A Revolutionary Solution to Save Resources in Brazilian Electricity Stations
"Possibly the only project of this nature in the whole world, and definitely the only project in Brazil that utilizes mobile DVRs in this fashion," is how Alvaro de Souza, CCTV manager at VMI (the company in charge of designing this security project) aptly defined this revolutionary Brazilian security solution.
In 2010, Rio Grande Energia (RGE) decided a change was in order for its electricity stations. These stations, responsible for the electrical distribution throughout the north-northeast portion of Rio Grande do Sul, serve 262 municipalities - representing 51% of all counties in this Brazilian state.
Previously, security at all electricity substations was comprised of an intrusion and alarm system. In turn, these alarm systems were tied into various support stations to alert technical workers of a possible situation.
Yet, while straightforward enough, these support stations are generally located a great distance from the outlying electricity substations. In essence, if an alarm were to go off, a maintenance worker would have to place their normal work duties on the backburner, and literally drive for hours to determine the nature of the incident – a waste of both time and company resources.
Additionally, while an alarm might actually relate to a legitimate security threat, it was far more often an everyday occurrence – such as grazing animals wandering too near the facility – that triggered the response. Unfortunately, due to the distance between substations and support points, and the fact that these are all located in a rural environment; no infrastructure was in place to support technology such as an live Internet feed. As such, technical workers were forced to spend an increasingly large percentage of their workdays chasing nothing. Both RGE and their employees agreed something needed to be done.
What to be done?
This is the question RGE executives asked themselves. The cost of building the infrastructure necessary for Internet access, from the ground up, was cost prohibitive – to say the least. From a conventional security standpoint, the options of providing real-time video… the vital component in order to eliminate this growing time nuisance… were few and far between.
Enter Alvaro de Souza and VMI. After considerable time spent pondering possibilities, and ruling others out, Mr. Souza chose an inventive path. With the help of Hikvision security technology, it was indeed possible to supply these support stations with the necessary real-time video of each-and-every electricity substation. The trick was in the DVR, or more specifically, Hikvision’s DS-8104HMI-B Mobile DVR with 3G module.

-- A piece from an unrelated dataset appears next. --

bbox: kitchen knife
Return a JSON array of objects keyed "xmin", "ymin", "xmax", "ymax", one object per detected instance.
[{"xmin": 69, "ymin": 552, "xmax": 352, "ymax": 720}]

"We've always had great faith in Hikvision technology. But, this project represented a leap from the norm, so we extensively tested the DS-8104HMI-B to make sure it could provide quality images over a 3G network for employees at distant substations to evaluate. Our tests proved the usage of Hikvision mobile DVRs would be a great solution to this sticky problem," Mr. Souza noted.
For this project, the key was to reverse the general process: use the DS-8104HMI-B Mobile DVR as a stationary DVR unit. In doing so, the thorny problem of installing highly-expensive fiber-optic cable or cable lines was completely sidestepped.

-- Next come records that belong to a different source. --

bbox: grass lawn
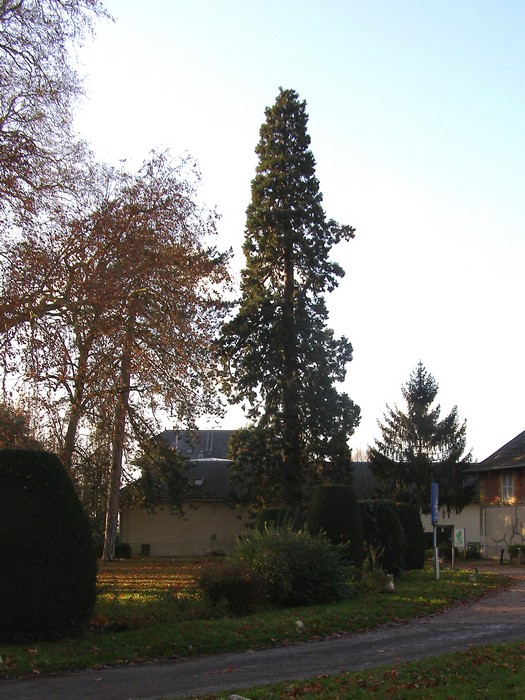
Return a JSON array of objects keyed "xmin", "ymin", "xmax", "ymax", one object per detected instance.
[
  {"xmin": 188, "ymin": 641, "xmax": 525, "ymax": 699},
  {"xmin": 0, "ymin": 558, "xmax": 511, "ymax": 680}
]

Yet, where one major problem was solved, another presented itself. "Brazil has an unfortunate history of not always having the most stable 3G wireless network. Sometimes problems do arise," Mr. Souza explained. As such, if any power outages – or other network issues arose – this entire 3G solution could collapse. Yet this problem was easily remedied by the DS-8104HMI-B 3G's ability to store a backup at the location site. Thus, if any 3G network problems were to occur; one need only travel to the actual site to recover security footage.
The DS-8104HMI-B Mobile DVR is able to accomplish all of these requirements through several features; such as H.264 video compression, up to 4CIF resolution recording, two pluggable 2.5-inch SATA HDDs, a patented hard disk vibration-proof and bracing technology, and a built-in 3G (WCDMA/cdma2000) module (optional).
The Final Piece
While Hikvision's mobile DVRs solved the problem of connectivity, another piece still remained: the eyes of the solution. For Mr. Souza, compared to overcoming a lack of internet capability with Brazil's existing 3G network, this was a proverbial piece of cake: "I immediately knew what camera would be best for this solution – Hikvision's DS-2AF1-617-B Speed Dome. Due to the 128× wide dynamic range and 36 zoom magnification, this was the perfect camera to give employees at these far-off support stations the tools to see if something constituted an actual threat."
Mr. Souza continued, "Furthermore, the DS-2AF1-617-B provides an angle of view to cover 360 degrees – as far as we could ask this equipment to go. Now when alarm sounds, real-time video through these Hikvision cameras will allow support-station technicians to make an accurate – and resourse saving – optimal choice." Additionally, Mr. Souza noted this speed dome works especially well in a "low-light environment" due to its true day/night imaging.
Further features, such as a 128× wide dynamic range, 540 TVL high resolution, 3D intelligent positioning function, 3D digital noise reduction, and an IP66 rating give this camera the tools to secure every RGE electricity station providing power to this portion of Brazil.
This project, completed in December 2010, could best be summed up by Mr. Souza apropos sentiment: "The RGE solution represents 10% technical understanding and 90% hard work – all tied together with tremendous Hikvision technology."